A few days later, there was a picture in the local paper of the building, our jumper on the roof and me and Fr Dominick Cutrone. As usual when I was in the local papers, I bought several copies and brought one to my mother and father. My father, who had retired from a twenty three year career as an NYPD officer in 1966, nineteen years earlier, adamantly pushed me, that I get some type of formal recognition for Father Cutrone. I told him there was no such kind of recognition. Besides, I already thanked him. And, he was recognized, by being on the front page of the news. In fact, I made sure his name was included in the article. I gave him full credit for his involvement in bringing George Watson down from the roof.

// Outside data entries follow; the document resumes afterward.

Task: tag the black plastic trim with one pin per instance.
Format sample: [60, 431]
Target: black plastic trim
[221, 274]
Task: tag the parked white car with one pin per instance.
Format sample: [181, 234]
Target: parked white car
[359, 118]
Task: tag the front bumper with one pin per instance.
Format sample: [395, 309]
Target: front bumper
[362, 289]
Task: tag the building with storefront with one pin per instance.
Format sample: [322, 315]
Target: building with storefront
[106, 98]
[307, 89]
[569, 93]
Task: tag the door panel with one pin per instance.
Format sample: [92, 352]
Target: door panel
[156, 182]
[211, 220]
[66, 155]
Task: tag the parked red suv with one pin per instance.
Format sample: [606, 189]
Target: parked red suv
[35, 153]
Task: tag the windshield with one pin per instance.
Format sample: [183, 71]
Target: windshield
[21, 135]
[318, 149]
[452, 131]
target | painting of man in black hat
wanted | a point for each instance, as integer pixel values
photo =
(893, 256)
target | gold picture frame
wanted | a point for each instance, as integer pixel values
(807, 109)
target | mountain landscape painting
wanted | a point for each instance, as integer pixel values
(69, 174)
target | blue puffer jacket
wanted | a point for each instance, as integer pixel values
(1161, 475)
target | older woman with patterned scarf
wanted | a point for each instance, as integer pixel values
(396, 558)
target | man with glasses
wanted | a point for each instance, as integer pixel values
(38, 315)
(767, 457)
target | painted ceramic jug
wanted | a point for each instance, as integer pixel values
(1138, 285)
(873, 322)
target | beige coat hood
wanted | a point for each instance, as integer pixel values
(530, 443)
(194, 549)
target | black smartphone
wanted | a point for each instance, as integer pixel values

My father and I argued. He thought I could do more to recognize Father Cutrone. I believed there was nothing more I could do. We argued a few more times during the months to come. They would often end with heated exchanges, with me saying, "You're off the job twenty years. You don't know what you're talking about." After a year or two there were no more arguments, but my father would frequently tease me, saying, "By the way, that priest who helped you says thank you for the recognition you got him." I would smile, and not respond. About ten years later, when I became a precinct commanding officer, I learned of a simple procedure to acknowledge a member of the community for helping with an arrest or lifesaving operation. A one-page report prepared and forwarded through channels would result in a certificate signed by the police commissioner being presented by the precinct commanding officer. After years of arguing, I realized my father was right, back in 1985.

Looking back years later, it seems like it all happened so quickly. That night, that one hour conversation, the phone call that he had died and yes, his whole life, and my relationship with him. So much I wish I could've said then, so many times I think back and wish I would have told him how much I admired him and how much I loved him. How can we live so much of our lives without telling the people closest to us how much we appreciate them? But we do. We don't take all of those opportunities to express our gratitude to the people who mean the most to us for their place in our lives. How often do we look back and wish we could do some of it over again? This is not me lamenting on a poor relationship with my father; our relationship was wonderful. But I wish I could have championed that relationship more. I wish I told him more times that I loved him and that I admired him and thanked him for the influence that he has had, and will always have on my life. I wish I told him that I loved him more often.

As I write this I am asking myself, how often do I tell the people in my life I appreciate them? How frequently do I tell the people I love that I love them? Well, I will do that, more often. Thank you Walter, thank you Dad. I will do that for you.